Monday, June 8, 2009

We refer, of course, to the adjustments in the US Treasury curve, the sell-off in which until now was mainly confined to longer-term maturities.

From Alphaville:

"
Treasury sell-off goes short

New developments on Monday in THE story in financial markets.

We refer, of course, to the adjustments in the US Treasury curve, the sell-off in which until now was mainly confined to longer-term maturities.

On Monday, however, it was the turn of the front-end of the curve to suffer a significant spike in yields as investors priced in growing chances of a Federal Reserve interest-rate increase by the year’s end as they became more inflationary in mindset.

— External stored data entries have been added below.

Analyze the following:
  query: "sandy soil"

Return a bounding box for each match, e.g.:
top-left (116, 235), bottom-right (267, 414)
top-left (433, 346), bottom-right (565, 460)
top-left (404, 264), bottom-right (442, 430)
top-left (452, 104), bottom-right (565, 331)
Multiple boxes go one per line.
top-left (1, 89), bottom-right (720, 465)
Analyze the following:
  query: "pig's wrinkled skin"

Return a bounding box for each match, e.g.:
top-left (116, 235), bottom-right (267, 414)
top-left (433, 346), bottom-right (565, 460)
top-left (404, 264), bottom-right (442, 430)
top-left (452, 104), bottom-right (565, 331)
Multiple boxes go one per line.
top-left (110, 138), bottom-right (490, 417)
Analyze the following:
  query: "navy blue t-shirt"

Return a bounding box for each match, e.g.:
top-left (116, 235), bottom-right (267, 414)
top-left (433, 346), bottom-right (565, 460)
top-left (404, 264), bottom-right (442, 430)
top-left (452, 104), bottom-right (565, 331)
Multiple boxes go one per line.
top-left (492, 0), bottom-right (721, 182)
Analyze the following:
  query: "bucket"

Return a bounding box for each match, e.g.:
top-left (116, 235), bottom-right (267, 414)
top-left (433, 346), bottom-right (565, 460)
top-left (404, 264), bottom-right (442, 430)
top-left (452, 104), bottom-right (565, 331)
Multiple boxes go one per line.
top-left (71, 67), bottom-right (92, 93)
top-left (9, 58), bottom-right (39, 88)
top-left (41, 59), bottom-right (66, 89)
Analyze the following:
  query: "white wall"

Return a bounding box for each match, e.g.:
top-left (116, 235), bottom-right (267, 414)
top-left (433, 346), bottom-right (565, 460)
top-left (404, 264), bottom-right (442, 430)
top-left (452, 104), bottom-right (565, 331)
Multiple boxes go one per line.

As Dow Jones reported (our emphasis):

NEW YORK (Dow Jones)–Investors continued to shed shorter-maturity Treasurys Monday on a growing view that policymakers could tighten interest rates sooner than expected given less dire data. The two- and three-year notes bore the brunt of the selloff Monday, building on a sharp price drop Friday. That move was sparked by a much less dire than expected May employment report, which boosted beliefs the Fed could raise its key rate sooner to stem inflation given economic data of late that has surprised to the upside. The two-year yield is now about 40 basis points higher than it was just a week ago. Bond prices move inversely to yields.

Over at the Zero Hedge blog, Tyler Durden, provides the following analysis:

The chart below demonstrates the 1 year forward level on the 1 Year treasury. Someone really just went all in on Bernanke’s bluff. 2Y/1Y flatteners anyone? Wait, what’s that? Every prop desk had a steepener on and was highly levered into it? Basis trade blow up deja vu anyone? Wait for opportunistic hedge funds to be ramping into the flattener and killing who knows how many props on the wrong side of the trade.

1-year Treasury forwards - Bloomberg (via Zero Hedge)

We guess that means there could be quite a clean-up operation come Tuesday.

Related links:
“The adjustment in the US Treasuries market is THE story in financial markets”
- FT Alphaville
Bond market closing levels
- FT Alphaville
US Treasuries selling off, benchmark yield curve hits record wide - FT Alphaville

Me:

Don the libertarian Democrat Jun 8 22:56
"Someone really just went all in on Bernanke’s bluff."

Does this mean that investors thought that the Fed was going to raise interest rates significantly on short term bonds in the near future? I read him saying this:

"Right now, because of the weakness in economic conditions here and around the world, inflation has been running less than that, and our best forecast is that inflation will remain quite low for some time."